He aquí el milagro: Un hombre y una mujer no se conocen, nunca se han visto, ni han hablado. No saben de su existencia mutua, pero existen. Un día, hombre y mujer –y parte del milagro es también que sean precisa y específicamente ese hombre y esa mujer, y no otros– se encuentran caminando por la misma calle, en la misma hora de la misma ciudad, pero en la dirección contraria uno del otro. Y otra buena parte del milagro es la convergencia, el punto exacto de intercambio de miradas. La exactitud de la óptica, los ángulos precisos, la luz correcta. Y aunque el encuentro apenas dura unas milésimas de segundo, resulta suficiente para sembrarle al inconsciente cierta imagen. Irrepetible, irremplazable, milagrosa.

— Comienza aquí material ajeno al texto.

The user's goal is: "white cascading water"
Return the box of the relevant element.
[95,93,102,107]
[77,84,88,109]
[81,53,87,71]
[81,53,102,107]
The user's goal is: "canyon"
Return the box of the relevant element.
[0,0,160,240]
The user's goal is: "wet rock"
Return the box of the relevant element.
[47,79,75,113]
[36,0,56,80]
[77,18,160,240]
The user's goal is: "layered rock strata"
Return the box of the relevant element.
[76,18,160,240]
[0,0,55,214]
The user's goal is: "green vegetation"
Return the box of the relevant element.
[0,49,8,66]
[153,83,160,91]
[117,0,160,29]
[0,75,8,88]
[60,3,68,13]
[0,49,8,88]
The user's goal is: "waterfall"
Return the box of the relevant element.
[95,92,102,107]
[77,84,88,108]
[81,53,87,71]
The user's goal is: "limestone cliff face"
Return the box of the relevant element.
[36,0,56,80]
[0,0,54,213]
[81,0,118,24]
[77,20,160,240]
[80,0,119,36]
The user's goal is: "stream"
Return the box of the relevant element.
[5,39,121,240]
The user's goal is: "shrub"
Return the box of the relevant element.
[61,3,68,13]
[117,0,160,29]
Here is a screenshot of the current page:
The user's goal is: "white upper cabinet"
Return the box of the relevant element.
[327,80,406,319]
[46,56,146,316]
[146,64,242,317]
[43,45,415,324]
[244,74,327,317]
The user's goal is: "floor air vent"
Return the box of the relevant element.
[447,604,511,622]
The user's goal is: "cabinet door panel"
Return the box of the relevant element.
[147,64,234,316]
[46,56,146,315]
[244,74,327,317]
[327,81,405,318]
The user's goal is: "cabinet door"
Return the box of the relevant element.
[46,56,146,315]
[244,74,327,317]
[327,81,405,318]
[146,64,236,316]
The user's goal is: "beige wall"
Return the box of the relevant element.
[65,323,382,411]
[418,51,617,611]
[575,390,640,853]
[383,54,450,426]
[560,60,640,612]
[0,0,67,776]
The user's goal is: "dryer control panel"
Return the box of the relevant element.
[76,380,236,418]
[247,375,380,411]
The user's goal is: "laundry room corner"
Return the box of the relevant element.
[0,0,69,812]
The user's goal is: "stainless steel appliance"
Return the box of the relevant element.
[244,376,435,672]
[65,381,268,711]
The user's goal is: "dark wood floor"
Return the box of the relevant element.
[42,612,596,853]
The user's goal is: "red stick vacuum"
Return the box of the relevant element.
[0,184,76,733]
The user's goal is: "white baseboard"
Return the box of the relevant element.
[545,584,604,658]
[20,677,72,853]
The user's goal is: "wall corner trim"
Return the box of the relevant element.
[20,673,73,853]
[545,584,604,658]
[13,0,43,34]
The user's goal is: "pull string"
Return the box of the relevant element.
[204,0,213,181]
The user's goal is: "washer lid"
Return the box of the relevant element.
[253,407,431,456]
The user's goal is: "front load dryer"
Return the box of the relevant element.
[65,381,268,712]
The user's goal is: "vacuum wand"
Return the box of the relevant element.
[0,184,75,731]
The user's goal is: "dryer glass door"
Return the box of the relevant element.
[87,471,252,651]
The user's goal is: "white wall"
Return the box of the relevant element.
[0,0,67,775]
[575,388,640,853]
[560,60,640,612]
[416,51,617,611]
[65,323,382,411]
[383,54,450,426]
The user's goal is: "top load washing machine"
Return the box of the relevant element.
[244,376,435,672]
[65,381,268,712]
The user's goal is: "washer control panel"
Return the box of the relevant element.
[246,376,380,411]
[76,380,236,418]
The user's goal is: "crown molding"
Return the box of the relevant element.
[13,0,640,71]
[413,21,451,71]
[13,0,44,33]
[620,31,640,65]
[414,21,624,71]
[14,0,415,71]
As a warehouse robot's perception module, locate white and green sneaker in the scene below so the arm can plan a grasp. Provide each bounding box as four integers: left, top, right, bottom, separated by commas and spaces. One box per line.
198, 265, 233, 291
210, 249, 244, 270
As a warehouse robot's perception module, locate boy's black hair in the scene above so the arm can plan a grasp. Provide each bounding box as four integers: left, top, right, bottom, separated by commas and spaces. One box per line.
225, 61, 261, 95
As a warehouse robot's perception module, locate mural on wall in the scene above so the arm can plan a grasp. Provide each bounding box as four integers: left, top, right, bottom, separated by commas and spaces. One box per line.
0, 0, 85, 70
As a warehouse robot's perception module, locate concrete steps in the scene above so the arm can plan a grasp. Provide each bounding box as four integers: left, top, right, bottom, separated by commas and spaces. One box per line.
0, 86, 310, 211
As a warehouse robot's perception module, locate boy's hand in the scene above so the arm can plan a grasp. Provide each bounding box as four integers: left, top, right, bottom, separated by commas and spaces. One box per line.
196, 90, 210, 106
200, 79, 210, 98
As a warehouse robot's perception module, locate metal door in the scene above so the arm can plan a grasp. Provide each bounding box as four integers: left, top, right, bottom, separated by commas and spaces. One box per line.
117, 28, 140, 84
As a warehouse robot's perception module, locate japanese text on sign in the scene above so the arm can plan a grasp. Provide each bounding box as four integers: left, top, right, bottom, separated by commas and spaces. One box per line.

El milagro –un milagro dentro de otro que contiene muchos otros dentro de sí– de mirarse a contracalle se repite, digamos tres o cuatro veces, sin nada más digno de ser contado. Hasta que un día, increíblemente, el hombre o la mujer deciden que vale la pena romper el silencio y hablarse el uno al otro. De la nada. Con toda la vergüenza a cuestas, con las palmas de las manos sudorosas y los dedos moviéndose nerviosos casi imperceptibles, ambos convienen en encontrarse en cierto punto del tiempo y el espacio, que de otra forma no tendría ningún significado más allá de la existencia a secas.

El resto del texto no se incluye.